For many in the audience, that was insufficient. “Come on!” a woman shouted from the back, as others began to jeer and boo.
The reception reflected Sanders’s struggle to win support from minority voters, a problem that dogged his 2016 primary campaign against Hillary Clinton. Sanders has taken steps since to improve his outreach, including meeting with black leaders and talking more frequently about the difficulties facing minorities, but Wednesday’s event suggested the senator still faces challenges.
Sanders at one point mentioned his long record on civil rights, but it did little to mollify the crowd.
“I was actually at the March on Washington with Dr. King back in 1963, and — as somebody who actively supported Jesse Jackson’s campaign, as one of the few white elected officials to do so in ’88 — I have dedicated my life to the fight against racism and sexism and discrimination of all forms,” Sanders said. That prompted audible groans.
Sanders may have come into the event at a disadvantage, since many black women supported Clinton in 2016. Some Clinton backers believe Sanders did too little to help her after she won the nomination.
Sanders did eventually coax a warmer reception when he vowed to use the presidential “bully pulpit” to counter hate.
Wednesday’s event, billed by organizers as the first-ever presidential forum for women of color, took place at Texas Southern University, a historically black institution in Houston, one of the most rapidly diversifying cities in the country.
Democrats hope minority voters, especially black women, will turn out in bigger numbers in 2020. Clinton won the black vote in 2016 with 89 percent to then-candidate Donald Trump’s 8 percent — but just 59 percent of registered black voters turned out. The group is a central part of the Democratic coalition.
Sanders was one of eight Democratic presidential hopefuls who appeared at the She the People forum, and the candidates sought to appeal to the attendees in various ways.
Sen. Cory Booker (D-N.J.) repeated an earlier pledge to choose a woman as his running mate. Former congressman Beto O’Rourke (D-Tex.) endorsed the Equal Rights Amendment.
Sen. Kamala D. Harris (D-Calif.), who has faced criticism from some liberals who think she was too tough as San Francisco’s district attorney, promised to pardon low-level drug offenders if she wins the White House.
“We have to have the courage to recognize that there are a lot of folks who have been incarcerated who should not have been incarcerated and are still in prison because they were convicted under draconian laws,” Harris said.
Looming over the event was former vice president Joe Biden’s anticipated entry into the race on Thursday. Biden has close relations with many in the African American community, but some are unhappy with his treatment of Anita Hill in 1991, when she accused then-Supreme Court nominee Clarence Thomas of sexual harassment. Biden chaired the Judiciary Committee at the time and oversaw Thomas’s confirmation hearing.

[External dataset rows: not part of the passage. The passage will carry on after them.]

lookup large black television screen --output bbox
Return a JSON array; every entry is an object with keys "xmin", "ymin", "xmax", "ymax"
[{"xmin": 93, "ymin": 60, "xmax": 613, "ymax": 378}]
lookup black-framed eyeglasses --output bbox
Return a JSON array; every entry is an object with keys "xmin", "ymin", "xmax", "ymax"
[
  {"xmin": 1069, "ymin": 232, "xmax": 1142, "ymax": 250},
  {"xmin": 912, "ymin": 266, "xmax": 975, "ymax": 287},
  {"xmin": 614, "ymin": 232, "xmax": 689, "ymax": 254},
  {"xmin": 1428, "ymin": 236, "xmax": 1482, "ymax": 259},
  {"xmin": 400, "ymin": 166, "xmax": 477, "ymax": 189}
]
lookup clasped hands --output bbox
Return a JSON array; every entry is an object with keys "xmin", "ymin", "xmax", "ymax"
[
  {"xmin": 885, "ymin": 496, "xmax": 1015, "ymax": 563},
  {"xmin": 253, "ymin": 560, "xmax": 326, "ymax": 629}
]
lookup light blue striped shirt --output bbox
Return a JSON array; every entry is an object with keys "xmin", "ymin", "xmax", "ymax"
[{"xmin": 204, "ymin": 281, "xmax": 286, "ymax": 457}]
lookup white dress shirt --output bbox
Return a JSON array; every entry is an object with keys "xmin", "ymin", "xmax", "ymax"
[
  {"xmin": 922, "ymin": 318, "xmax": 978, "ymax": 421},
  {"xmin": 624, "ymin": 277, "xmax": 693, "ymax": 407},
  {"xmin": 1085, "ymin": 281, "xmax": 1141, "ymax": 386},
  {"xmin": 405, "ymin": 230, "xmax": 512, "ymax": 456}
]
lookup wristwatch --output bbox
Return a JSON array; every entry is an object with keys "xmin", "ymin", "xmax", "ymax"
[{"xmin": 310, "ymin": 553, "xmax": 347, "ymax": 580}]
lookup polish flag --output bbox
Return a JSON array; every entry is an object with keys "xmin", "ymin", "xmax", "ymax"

Jamila Taylor, a 41-year-old policy analyst from Virginia, arrived at Wednesday’s event wearing a shirt that read, “I still believe Anita Hill.” She said that Biden had the right to seek the presidency but that his record should be a factor.
“He should be under scrutiny just like everyone else in the race,” Taylor said. “Speaking for myself, I think it was mishandled.”
Sen. Elizabeth Warren (D-Mass.) took the stage after Sanders and presented herself as a candidate of ideas. She was asked whether Democratic women might choose a male in the primary season out of concern that the broader electorate would not support a woman for president.
Warren warned against making such choices based on fear. “Are we going to show up for people that we didn’t actually believe in because we’re too afraid to do anything else?” she said. “That’s not who we are.”
The forum highlighted Democrats’ need to appeal to a diverse array of voters in 2020. Energizing liberal minority women is one key task for the party, but some Democrats say it’s equally important to appeal to centrist and even conservative voters, including those who supported Trump.
One major topic was the criminal justice system and how it treats minorities. Sanders had created a stir earlier in the week by saying that convicted criminals should be able to vote while serving prison terms.
Two other candidates, interviewed Wednesday outside the forum, took a different view.
“I would think, especially for nonviolent offenders, that we rethink removing the right to vote and allow everyone, or as many as possible, to participate in our democracy,” O’Rourke said. But he added, “For violent criminals, it’s much harder for me to reach that conclusion.”
And former San Antonio mayor Julián Castro said it makes sense to discuss the issue, but “where I would draw that line is . . . with the people who were incarcerated having the opportunity to still vote.”
Michelle Ye Hee Lee contributed to this report.